Division 10.6 of the Health and Safety Code encourages state and county governments to prepare master plans for reducing drug and alcohol abuse. It also sets goals for all segments of society to strive toward. Although the goals are only advisory, the Legislature intended that the State and each county government address the goals to the extent possible. We reviewed the master plan process at the Department of Alcohol and Drug Programs to determine the State's and counties' progress in meeting the goals in the fourth year of what was originally established as a five-year planning process. Additionally, we sent letters to other state agencies requesting them to send us information regarding their progress in meeting the goals they could address. Finally, we reviewed some county master plans to determine the progress the counties had made toward the goals they could address. Generally, the State has made a good start toward achieving its goals designed to reduce alcohol and drug abuse. We found the following specific information:
State agencies have fully achieved 13 of the 40 goals they could address. Additionally, state agencies have made partial progress in meeting 22 of the goals. However, they have made no progress on 5 of the 40 goals they could address.

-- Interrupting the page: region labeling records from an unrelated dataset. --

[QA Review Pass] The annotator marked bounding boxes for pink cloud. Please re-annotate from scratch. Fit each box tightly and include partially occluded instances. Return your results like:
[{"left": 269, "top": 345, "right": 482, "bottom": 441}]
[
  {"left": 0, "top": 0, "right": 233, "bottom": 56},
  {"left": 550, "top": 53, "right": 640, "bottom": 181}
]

The Department of Alcohol and Drug Programs provides guidance and funding to the counties for the development of county master plans. Although the department's guidance does not require the counties to report progress on meeting the goals specified in Division 10.6, it does specify the issues that the county master plans must address. In our review of a sample of 10 county master plans, we found that all ten master plans contain a description of the county's master plan advisory body as required by the State's guidance.
All 58 counties in the State are in some stage of developing a master plan for reducing drug and alcohol abuse. However, with few exceptions, information on the counties' progress in meeting the goals they could address is not available at the Department of Alcohol and Drug Programs because the department does not believe it has the statutory power to require such information.